No backstop ‘is effectively no deal’

The taoiseach (Irish prime minister) has said removing the backstop from the Withdrawal Agreement, would be “effectively the same as no deal”.

Leo Varadkar was responding to comments from some candidates seeking to replace Theresa May as prime minister.

Many contenders have proposed changes to the backstop, even though the EU says it is not up for renegotiation.

Mr Varadkar said: “If we don’t have that (the backstop), there is no deal”.

The backstop has proven to be one of the most controversial parts of Mrs May’s Withdrawal Agreement with the EU.

It is an insurance agreement designed to avoid a hard border between the Irish Republic and Northern Ireland.
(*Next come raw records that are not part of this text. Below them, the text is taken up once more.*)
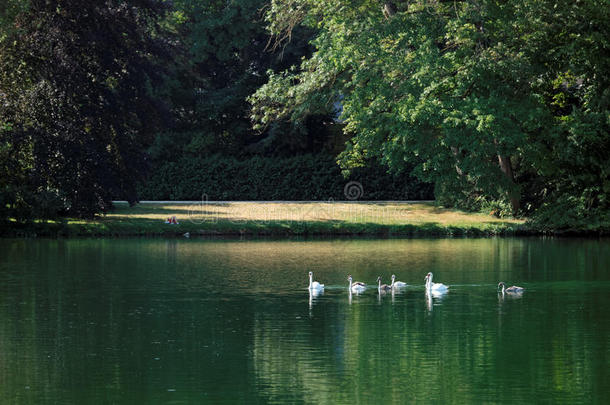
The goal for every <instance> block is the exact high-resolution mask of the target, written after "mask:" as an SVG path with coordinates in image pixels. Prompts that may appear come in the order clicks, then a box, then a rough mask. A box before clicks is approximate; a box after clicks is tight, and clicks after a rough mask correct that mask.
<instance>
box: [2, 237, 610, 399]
mask: <svg viewBox="0 0 610 405" xmlns="http://www.w3.org/2000/svg"><path fill="white" fill-rule="evenodd" d="M309 270H312V271H314V275H315V279H316V280H319V281H320V282H323V283H325V284H326V290H325V292H324V294H323V295H320V296H317V297H310V296H309V293H308V291H307V289H306V286H307V281H308V280H307V272H308V271H309ZM428 271H432V272H434V281H436V282H442V283H445V284H448V285H450V289H449V293H448V294H446V295H445V296H443V297H442V298H434V297H432V298H430V297H427V296H426V294H425V291H424V287H423V284H424V276H425V274H426V273H427V272H428ZM348 273H351V274H352V275H353V276H354V279H355V280H359V281H364V282H367V283H374V282H375V279H376V277H377V276H378V275H381V276H383V277H384V281H386V282H389V281H390V280H389V278H390V275H391V274H392V273H395V274H396V275H397V278H398V279H399V280H401V281H405V282H407V283H409V284H412V286H410V287H408V288H406V289H405V291H403V292H402V293H396V294H389V293H388V294H385V295H383V296H380V295H379V294H378V293H377V290H376V288H371V289H369V290H368V291H366V292H365V293H364V294H361V295H358V296H352V297H351V299H350V297H349V294H348V292H347V281H346V277H347V274H348ZM498 281H505V282H506V283H507V284H508V285H512V284H517V285H520V286H523V287H525V288H526V292H525V293H524V294H523V296H521V297H516V298H515V297H509V296H505V297H504V299H502V297H501V296H498V294H497V293H496V285H497V283H498ZM609 309H610V241H608V240H562V239H516V238H515V239H438V240H419V239H415V240H315V241H268V240H267V241H265V240H263V241H258V240H257V241H210V240H161V239H152V240H151V239H129V240H117V239H114V240H93V239H87V240H0V403H3V404H4V403H7V404H47V403H53V404H134V403H142V404H155V403H168V404H181V403H212V404H217V403H324V404H340V403H382V402H390V401H392V402H394V403H406V402H409V403H412V402H418V403H419V402H423V403H428V402H432V403H468V402H469V403H473V402H474V403H481V402H486V403H495V402H498V403H532V402H543V403H557V402H558V403H604V402H606V397H607V396H608V394H609V393H610V311H609Z"/></svg>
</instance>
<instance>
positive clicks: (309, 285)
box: [309, 271, 324, 291]
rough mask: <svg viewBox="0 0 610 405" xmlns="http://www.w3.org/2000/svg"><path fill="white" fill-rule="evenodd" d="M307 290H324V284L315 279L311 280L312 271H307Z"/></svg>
mask: <svg viewBox="0 0 610 405" xmlns="http://www.w3.org/2000/svg"><path fill="white" fill-rule="evenodd" d="M309 290H310V291H322V290H324V284H320V283H318V282H317V281H313V272H311V271H310V272H309Z"/></svg>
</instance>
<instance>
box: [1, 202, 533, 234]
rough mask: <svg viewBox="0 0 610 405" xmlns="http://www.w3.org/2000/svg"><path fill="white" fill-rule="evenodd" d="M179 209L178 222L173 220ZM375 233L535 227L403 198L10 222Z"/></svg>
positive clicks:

Many Conservative MPs have concerns that it could “trap” the UK, leaving it unable to strike its own trade deals with the rest of the world.

The Democratic Unionist Party (DUP), who prop up the government, also do not want to see Northern Ireland treated differently from the rest of the UK.

‘Time limit’

Speaking on Irish National Broadcaster RTÉ’s Marian Finucane programme, the taoiseach said it was “alarming” some leading Conservatives were suggesting a no-deal Brexit.
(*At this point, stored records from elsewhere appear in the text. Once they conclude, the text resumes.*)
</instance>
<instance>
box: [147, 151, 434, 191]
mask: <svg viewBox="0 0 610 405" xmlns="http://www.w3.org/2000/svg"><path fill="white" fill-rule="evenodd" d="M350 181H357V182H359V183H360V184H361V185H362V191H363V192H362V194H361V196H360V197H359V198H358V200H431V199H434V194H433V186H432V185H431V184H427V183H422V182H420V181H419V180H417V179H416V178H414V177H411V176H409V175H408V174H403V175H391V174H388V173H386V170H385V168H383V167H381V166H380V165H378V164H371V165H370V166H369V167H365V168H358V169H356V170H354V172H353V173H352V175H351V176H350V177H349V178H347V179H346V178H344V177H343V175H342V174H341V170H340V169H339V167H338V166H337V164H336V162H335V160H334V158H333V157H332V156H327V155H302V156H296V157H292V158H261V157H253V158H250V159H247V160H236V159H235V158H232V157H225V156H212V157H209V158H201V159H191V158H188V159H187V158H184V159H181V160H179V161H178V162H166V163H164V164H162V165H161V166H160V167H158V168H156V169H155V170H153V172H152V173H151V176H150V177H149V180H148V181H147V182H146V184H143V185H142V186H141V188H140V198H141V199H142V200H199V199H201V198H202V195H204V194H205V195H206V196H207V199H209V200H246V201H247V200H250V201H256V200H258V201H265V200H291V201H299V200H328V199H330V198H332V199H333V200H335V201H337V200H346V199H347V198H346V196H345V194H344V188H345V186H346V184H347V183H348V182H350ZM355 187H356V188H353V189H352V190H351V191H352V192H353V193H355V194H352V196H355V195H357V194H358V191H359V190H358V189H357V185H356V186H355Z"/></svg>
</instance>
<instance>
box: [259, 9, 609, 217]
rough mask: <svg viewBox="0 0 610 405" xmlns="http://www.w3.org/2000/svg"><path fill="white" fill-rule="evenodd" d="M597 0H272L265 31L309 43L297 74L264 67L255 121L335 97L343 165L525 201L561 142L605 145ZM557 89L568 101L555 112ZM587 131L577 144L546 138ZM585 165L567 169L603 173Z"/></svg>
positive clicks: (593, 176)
“It’s a legal guarantee and legally operable guarantee that we will never see a hard border again,” Mr Varadkar said of the backstop.

He also responded to calls for a time limit to be attached to the backstop.

“The difficulties we have with a time limit, is effectively you are saying there will or could be a hard border once that time limit expires – that isn’t a backstop,” he said.

“What we are open to, and always have been open to, is alternative arrangements that perhaps could avoid a hard border, through procedures and technologies and so on.

“What we expect, and I don’t think it’s unreasonable – we want to see that fleshed out, we want to see it exist, it demonstrated before we are willing to give up the backstop.

“What people are saying is, ‘give up the backstop’ which we know will work legally and operationally in return for something that doesn’t yet exist but might exist in the future.

“I can’t do that to the border communities.”

Mr Varadkar also said he was “concerned at the idea, and there is an idea there in Westminster, in London, that somehow Theresa May was a bad negotiator and got a bad deal.

“That’s not true. She was a good negotiator, she had a good team.

“She probably got the best deal that she could get given that a country leaving the EU doesn’t have much leverage.

“The fact that the failure of the House Of Commons to ratify the Withdrawal Agreement somehow means they are going to get a better deal, that is just not how the European Union works,” he said.